Albert A Ruel, 55 mins, BrandonThanks to VIRN for working out this sort of respectfull access to public transit.
On Aug 27, 2016, at 9:55 AM, Vic Pereira <email@example.com> wrote:
VIRN has reached another milestone in the realm of inclusion for our community. As a bit of background, in Winnipeg anyone who is eligible to use Handi-Transit services is able to right “regular” transit at no cost. This concession is offered to everyone with a disability not just those of us defined as legally blind.
As smart card technologies advanced VIRN worked with Transit to have us included as they moved forward to using these cards to replace conventional bus passes, tickets and paper transfers. Of course the fare boxes still accept cash.
Winnipeg Transit didn’t want to do away with concessions, because it is more economical for them to allow people with disabilities to use conventional transit instead of their parallel service. The fleet was replaced with easy access buses, operators are permitted to let people off between stops if it is safe to do so and providing a concession removes another barrier. Out of 6000 registered clients using Handi-Transit they estimate only 900 people are taking advantage of no charge public transit on the “regular” system. They would like to improve on these stats to reduce the burden on the parallel service.

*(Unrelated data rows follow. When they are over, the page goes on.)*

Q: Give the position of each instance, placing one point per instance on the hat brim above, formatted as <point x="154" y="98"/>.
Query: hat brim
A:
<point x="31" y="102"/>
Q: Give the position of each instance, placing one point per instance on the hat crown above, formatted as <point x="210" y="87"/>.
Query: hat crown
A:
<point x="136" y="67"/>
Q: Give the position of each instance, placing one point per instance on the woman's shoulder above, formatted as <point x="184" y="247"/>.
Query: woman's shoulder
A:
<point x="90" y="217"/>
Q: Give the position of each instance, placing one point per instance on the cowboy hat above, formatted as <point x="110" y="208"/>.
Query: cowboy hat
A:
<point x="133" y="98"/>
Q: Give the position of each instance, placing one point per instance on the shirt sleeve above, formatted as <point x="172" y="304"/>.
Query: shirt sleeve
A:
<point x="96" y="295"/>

After working and testing with Transit they have been able to issue PegGo cards that recognise the fact there are people eligible to have concessions. To avoid fraud, our cards have a photo, but since the readers detect the card regardless of how it is placed on the sensor it is possible to be discrete. Not a problem for me of course, because I use a guide dog or mobility cane. This is a significant step forward for those people in our community whose disability is not quite as obvious. Now they are no longer singled out, thus making some people feel less vulnerable.
Another advantage of Transit issuing smart cards to all of us is ridership data is now tracked. This means that city departments who are responsible to maintain sidewalks, streets, accessible pedestrian signals and other components of the city’s infrastructure can get reports from the system. They can then see what areas have the highest usage of people with disabilities. They can then prioritise work on snow removal, infrastructure repairs and updates to make getting from points A to B and all in between easier for more people. In addition there is no personal information visible on the PegGo cards. For people visiting Winnipeg Transit operators are very good about recognising guide dogs, mobility canes and other aids such as wheelchairs. For our community who have a significant amount of useable vision other cards are still recognised as well, but they are just shown to the operator.
It is a wonderful feeling to be included with the masses. No more listening to people asking why didn’t that person pay or having to engage in those types of conversations with people at transit stops who say how lucky we are being able to ride transit for free. And the list goes on. Although this might be seen as a small step or even an insignificant one by some people it is one that brings us a little closer as being seen as part of society. Winnipeg Transit is to be commended for not taking the easy route by offloading the granting of concessions. All of us working with VIRN are proud of this accomplishment.